A1394
Title: Heuristic algorithms for subset regression model selection
Authors: Cristian Gatu - Alexandru Ioan Cuza University of Iasi (Romania) [presenting]
Georgiana-Elena Pascaru - Alexandru Ioan Cuza University of Iasi (Romania)
Petru Sebastian Drumia - Alexandru Ioan Cuza University of Iasi (Romania)
Erricos Kontoghiorghes - Cyprus University of Technology and Birkbeck University of London (Cyprus)

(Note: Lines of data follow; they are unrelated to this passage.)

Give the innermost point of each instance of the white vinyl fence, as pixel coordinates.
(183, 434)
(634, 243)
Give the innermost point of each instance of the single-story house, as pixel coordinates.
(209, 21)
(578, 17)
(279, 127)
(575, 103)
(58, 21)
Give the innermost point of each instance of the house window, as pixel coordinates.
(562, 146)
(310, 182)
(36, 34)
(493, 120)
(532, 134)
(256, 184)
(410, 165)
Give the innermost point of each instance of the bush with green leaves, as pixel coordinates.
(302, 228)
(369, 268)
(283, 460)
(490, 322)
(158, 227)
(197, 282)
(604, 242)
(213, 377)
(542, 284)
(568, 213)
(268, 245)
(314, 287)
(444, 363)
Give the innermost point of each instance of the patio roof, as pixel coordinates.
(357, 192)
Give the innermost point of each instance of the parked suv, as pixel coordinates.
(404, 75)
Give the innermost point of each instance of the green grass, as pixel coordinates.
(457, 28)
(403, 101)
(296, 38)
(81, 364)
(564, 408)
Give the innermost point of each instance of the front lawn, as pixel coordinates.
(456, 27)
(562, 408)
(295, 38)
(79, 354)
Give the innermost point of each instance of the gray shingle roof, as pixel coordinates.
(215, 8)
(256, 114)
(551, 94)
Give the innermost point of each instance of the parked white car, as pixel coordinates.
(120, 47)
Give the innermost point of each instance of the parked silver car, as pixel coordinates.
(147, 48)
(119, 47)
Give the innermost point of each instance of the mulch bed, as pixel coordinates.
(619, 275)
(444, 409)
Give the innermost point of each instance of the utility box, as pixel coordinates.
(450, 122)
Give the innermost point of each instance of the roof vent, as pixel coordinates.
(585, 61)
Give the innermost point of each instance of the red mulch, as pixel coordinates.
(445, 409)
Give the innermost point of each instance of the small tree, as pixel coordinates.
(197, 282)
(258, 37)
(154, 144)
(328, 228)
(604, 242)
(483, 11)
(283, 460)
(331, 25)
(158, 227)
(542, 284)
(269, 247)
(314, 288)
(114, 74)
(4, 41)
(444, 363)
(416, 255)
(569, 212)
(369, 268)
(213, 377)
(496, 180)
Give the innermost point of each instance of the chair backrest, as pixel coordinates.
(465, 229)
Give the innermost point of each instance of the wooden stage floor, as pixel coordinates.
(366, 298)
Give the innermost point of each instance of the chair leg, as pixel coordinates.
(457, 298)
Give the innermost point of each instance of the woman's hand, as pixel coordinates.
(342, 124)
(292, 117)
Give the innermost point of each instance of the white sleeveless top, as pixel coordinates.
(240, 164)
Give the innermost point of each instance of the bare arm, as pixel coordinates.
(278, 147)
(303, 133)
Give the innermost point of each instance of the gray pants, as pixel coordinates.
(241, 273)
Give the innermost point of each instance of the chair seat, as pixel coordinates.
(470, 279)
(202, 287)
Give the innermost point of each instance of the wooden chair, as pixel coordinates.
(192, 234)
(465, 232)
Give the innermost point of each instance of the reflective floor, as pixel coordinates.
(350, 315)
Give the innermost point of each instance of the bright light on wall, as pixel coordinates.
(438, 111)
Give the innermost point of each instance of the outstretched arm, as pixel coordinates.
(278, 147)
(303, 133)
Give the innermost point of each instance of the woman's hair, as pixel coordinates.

Abstract: Heuristics step-wise algorithms are an established approach to the regression model selection problem. A main drawback of these methods is the reduced number of submodels that are evaluated in order to select a solution, thus, in general, failing to find the optimum. Three strategies that aim to overcome this issue are investigated: This first one (SEL-k) builds on standard forward selection, but selects at each step the best $k$ variables, instead of the only best one. The second method (TREE-k) explores a combinatorial search space, thus increasing the number of submodels that are investigated. Specifically, at each step of the algorithm a new search branch is considered for each of the best $k$ most significant variables. A branch will terminate either when there are no more significant variables to choose from, or when all variables have been considered. The third one (SHUTTLE-k) aims to obtain good solutions but avoiding a prohibitive computational cost. A list of $k$ submodels is stored. During one iteration, for each of the $k$ submodels, the best $k$ variables are chosen yielding $k^2$ submodels (augmentation step). From the resulting $k^2$ list the best $k$ submodels are kept for the subsequent iteration (reduction step). Various experiments are conducted on both real and artificially generated datasets in order to assess the three proposed algorithms. The results are presented and discussed.